The situation for the next value \(p_{n-2}\) is slightly different. Again there are \((n-2)!\) permutation that start with fixed values \(p_{n-1},p_{n-2}\). However there are only \(n-1\) possibilities for \(p_{n-2}\), namely all n values excluding \(p_{n-1}\). This means that the second contribution to the rank is \(r_{n-2} \cdot (n-2)!\), where \(r_{n-1}\) is the rank of \(p_{n-2}\) among the set \(\{0,1,\ldots,n-1\} \setminus \{p_{n-1}\}\). The key is then to translate a vector \(p\) defining a permutation into a vector of ranks \(r\) such that \(r_i\) is the rank of \(p_i\) among the values \(\{p_{i},\ldots,p_1,p_0\}\). For example if p=(2,0,3,1), then r=(2,0,1,0). The rank of p is then

\[r_{n-1} \cdot (n-1)! + \cdots + r_2 \cdot 2! + r_1 \cdot 1! \cdot + r_0.\]Note that \(r_0\) can safely be omitted in the expression since it is always zero.

The trick is then to compute the ranks \(r_i\) from the values \(p_i\).

## An \(O(n^2)\) algorithm

For this purpose we parse the permutation p, keeping track of the values which have not yet be seen so far and search among them to determine the rank. We maintain a list *digits* contains all values which have not yet seen in the given permutation. Note that the last element of the permutation can be ignored, it does not provide any information for the rank.

For the inverse, decompose r into

\[r_{n-1} (n-1)! + \cdots + r_2 \cdot 2! + r_1 \cdot 1! + r_0\]with \(0\leq r_i \leq i\) and map each \(r_i\) to the value of rank i among the values {0,…n-1} which have not seen so far.

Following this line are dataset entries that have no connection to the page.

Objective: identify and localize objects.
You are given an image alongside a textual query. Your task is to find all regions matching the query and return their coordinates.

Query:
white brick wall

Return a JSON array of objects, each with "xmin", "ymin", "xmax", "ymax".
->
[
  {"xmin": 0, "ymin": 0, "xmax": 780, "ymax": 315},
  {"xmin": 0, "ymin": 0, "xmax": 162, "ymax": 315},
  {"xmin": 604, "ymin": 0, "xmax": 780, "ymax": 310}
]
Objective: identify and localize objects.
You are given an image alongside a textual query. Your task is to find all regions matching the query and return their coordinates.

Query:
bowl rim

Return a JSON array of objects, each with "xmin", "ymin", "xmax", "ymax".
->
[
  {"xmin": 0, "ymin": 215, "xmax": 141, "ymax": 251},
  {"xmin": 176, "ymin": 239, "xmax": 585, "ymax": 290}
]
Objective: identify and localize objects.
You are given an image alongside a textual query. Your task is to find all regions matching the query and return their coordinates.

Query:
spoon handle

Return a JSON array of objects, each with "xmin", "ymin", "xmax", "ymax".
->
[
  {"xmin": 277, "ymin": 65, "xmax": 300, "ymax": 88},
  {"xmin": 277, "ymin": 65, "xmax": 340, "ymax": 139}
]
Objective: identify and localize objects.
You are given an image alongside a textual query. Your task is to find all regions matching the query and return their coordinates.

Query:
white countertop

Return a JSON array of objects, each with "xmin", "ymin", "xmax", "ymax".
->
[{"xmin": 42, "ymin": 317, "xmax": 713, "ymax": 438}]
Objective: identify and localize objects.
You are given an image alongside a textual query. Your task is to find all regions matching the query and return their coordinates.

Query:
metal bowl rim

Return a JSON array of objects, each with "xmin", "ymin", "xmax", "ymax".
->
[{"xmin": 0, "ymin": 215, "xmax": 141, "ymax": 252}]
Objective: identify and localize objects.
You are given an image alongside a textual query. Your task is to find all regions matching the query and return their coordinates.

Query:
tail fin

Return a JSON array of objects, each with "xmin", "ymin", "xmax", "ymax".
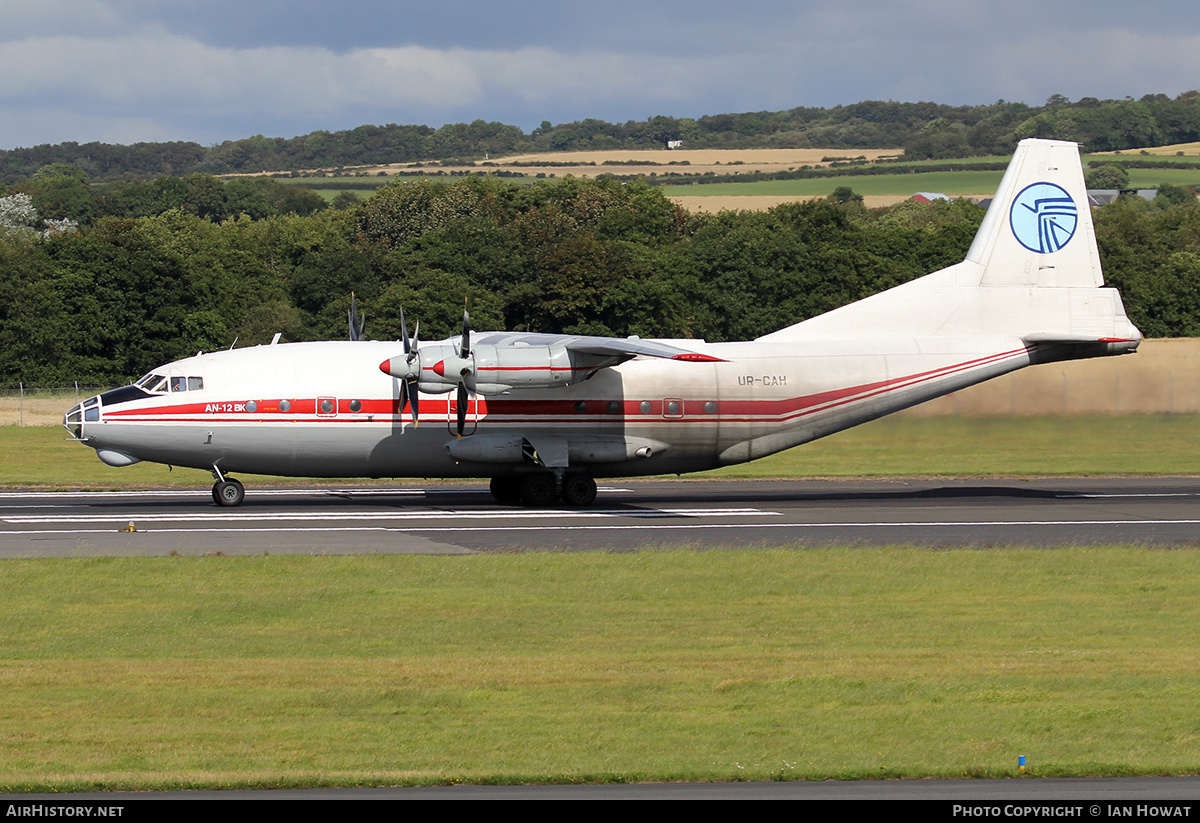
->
[
  {"xmin": 758, "ymin": 139, "xmax": 1141, "ymax": 353},
  {"xmin": 966, "ymin": 140, "xmax": 1104, "ymax": 288}
]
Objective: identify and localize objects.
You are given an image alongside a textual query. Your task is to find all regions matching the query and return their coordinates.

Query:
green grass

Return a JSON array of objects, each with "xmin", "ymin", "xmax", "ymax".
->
[
  {"xmin": 0, "ymin": 415, "xmax": 1200, "ymax": 791},
  {"xmin": 0, "ymin": 548, "xmax": 1200, "ymax": 791},
  {"xmin": 11, "ymin": 414, "xmax": 1200, "ymax": 488}
]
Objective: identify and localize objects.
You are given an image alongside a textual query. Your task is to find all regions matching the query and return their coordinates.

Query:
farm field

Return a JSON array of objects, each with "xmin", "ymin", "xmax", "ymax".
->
[{"xmin": 283, "ymin": 146, "xmax": 1200, "ymax": 211}]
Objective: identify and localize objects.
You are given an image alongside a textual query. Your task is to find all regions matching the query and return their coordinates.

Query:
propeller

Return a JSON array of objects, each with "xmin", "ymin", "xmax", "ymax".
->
[
  {"xmin": 347, "ymin": 292, "xmax": 367, "ymax": 341},
  {"xmin": 379, "ymin": 307, "xmax": 475, "ymax": 438},
  {"xmin": 458, "ymin": 301, "xmax": 470, "ymax": 438},
  {"xmin": 400, "ymin": 308, "xmax": 421, "ymax": 426}
]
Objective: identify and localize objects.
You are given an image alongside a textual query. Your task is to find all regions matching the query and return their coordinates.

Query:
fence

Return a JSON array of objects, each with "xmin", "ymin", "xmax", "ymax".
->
[{"xmin": 0, "ymin": 383, "xmax": 114, "ymax": 426}]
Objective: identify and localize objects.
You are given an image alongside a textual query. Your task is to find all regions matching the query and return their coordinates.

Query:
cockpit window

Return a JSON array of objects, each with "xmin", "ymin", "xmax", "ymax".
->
[{"xmin": 133, "ymin": 372, "xmax": 204, "ymax": 395}]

## An \(O(n \log n)\) algorithm

In order to compute the rank of a permutation we use a table called *rank* which maps a value \(p_i\) to a rank \(r_i\) as explained above. Initially the table has the identity ranks, i.e. rank[x]=x. Then after each processed value \(p_i\) we need to decrement all ranks in *rank* between the indices \(p_i\) and \(n-1\). We can use a segment tree for this purpose. Then the decrement and access operations to the rank table can be done in logarithmic time.

## Variant

Let s be some string of length n. We can ask the same question about permutations of s. The difficulty is that there can be repetitions of a same letter in s. Do you know how compute the rank-permutation bijection for this variant?